Downloading data from https://storage.googleapis.com/keras-applications/efficientnetb0_notop.h5
Shape after passing inputs through base model: (None, 7, 7, 1280)
Shape after GlobalAveragingPooling2D: (None, 1280)
Saving TensorBoard log files to: transfer_learning/10_percent_feature_extraction/20220703-202918
Epoch 1/5


Exception ignored in: <function ScopedTFGraph.__del__ at 0x7f52366815f0>
Traceback (most recent call last):
  File "/usr/local/lib/python3.7/dist-packages/tensorflow/python/framework/c_api_util.py", line 53, in __del__
    def __del__(self):
KeyboardInterrupt


In [None]:
# Evaluate on full test dataset
model_0.evaluate(test_data)

In [None]:
# Check the layers in our base model
for layer_number, layer in enumerate(base_model.layers):
  print(layer_number, layer.name) 

In [None]:
# Summary of the base model
base_model.summary()

In [None]:
model_0.summary()

In [None]:
# Check out our model's training curves
plot_loss_curves(history_10_percent)

## Getting a feature vector from a trained model

Let's demonstrate the Global Average Pooling 2D layer

We have a tensor after our model goes through `base_model` of shape (None, 7, 7, 1280).

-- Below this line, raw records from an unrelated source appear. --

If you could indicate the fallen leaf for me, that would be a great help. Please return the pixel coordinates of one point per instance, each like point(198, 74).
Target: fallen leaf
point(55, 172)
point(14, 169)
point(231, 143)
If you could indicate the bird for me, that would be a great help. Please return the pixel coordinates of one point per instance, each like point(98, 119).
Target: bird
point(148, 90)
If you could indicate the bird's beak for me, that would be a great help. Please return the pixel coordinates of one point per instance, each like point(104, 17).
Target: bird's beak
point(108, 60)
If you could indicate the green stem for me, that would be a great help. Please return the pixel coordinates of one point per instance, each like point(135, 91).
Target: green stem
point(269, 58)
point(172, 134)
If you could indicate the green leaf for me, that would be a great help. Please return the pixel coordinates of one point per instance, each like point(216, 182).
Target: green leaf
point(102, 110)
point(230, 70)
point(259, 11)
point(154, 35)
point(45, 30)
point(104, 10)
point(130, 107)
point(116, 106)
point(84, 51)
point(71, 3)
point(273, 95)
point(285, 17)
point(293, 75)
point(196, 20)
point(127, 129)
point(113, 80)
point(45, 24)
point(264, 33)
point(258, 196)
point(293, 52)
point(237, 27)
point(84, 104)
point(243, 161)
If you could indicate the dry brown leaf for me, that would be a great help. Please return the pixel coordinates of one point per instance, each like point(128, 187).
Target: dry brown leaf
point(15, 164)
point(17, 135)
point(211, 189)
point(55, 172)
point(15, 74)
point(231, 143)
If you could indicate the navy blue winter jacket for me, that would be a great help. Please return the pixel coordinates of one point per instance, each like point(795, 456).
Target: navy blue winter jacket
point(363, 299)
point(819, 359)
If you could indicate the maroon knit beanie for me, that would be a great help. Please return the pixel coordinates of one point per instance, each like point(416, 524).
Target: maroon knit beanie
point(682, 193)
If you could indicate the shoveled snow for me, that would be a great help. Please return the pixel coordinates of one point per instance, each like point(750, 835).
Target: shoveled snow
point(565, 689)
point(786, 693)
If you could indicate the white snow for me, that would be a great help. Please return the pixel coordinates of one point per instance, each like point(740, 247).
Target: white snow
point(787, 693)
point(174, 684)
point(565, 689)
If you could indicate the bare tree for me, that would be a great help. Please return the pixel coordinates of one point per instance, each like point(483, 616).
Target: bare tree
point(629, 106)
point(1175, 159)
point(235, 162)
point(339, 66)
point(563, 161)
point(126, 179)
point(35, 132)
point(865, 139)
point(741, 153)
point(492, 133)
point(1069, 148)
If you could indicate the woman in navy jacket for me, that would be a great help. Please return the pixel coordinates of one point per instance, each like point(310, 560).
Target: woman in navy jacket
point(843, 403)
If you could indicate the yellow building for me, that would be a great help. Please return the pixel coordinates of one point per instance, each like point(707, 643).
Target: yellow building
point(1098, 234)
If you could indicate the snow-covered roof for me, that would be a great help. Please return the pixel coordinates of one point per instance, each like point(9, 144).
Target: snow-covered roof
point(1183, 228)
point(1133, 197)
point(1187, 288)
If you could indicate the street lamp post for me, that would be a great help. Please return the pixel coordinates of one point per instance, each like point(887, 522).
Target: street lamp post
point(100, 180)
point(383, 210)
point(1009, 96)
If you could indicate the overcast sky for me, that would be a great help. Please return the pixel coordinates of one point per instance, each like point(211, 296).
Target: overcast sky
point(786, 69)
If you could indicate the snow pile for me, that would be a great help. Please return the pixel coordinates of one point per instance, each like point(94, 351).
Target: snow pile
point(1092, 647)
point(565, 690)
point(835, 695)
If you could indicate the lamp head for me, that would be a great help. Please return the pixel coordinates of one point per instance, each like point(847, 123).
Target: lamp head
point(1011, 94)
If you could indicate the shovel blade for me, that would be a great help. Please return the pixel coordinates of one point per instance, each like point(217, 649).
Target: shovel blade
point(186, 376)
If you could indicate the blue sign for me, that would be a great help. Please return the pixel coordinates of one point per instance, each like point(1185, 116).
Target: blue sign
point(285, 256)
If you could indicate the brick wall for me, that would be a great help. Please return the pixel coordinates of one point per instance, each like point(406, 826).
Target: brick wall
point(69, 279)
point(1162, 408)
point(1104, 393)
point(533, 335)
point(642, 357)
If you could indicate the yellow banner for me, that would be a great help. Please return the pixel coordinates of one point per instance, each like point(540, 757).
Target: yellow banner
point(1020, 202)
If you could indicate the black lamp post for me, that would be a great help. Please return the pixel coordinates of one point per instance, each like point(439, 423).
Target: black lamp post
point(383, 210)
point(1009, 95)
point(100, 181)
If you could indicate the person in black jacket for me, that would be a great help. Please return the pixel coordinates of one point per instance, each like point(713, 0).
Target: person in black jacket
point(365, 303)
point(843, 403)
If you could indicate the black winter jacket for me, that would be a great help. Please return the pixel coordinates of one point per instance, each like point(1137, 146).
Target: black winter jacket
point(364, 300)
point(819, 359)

But then when it passes through GlobalAveragePooling2D, it turns into (None, 1280).

Let's use a similar shaped tensor of (1 , 4, 4, 3) and then pass it to GlobalAveragePooling2D

In [None]:
# Define the input shape
input_shape = (1, 4, 4, 3)

# Create a random tensor
tf.random.set_seed(42)
input_tensor = tf.random.normal(input_shape)
print(f"Random input tensor:\n {input_tensor}\n")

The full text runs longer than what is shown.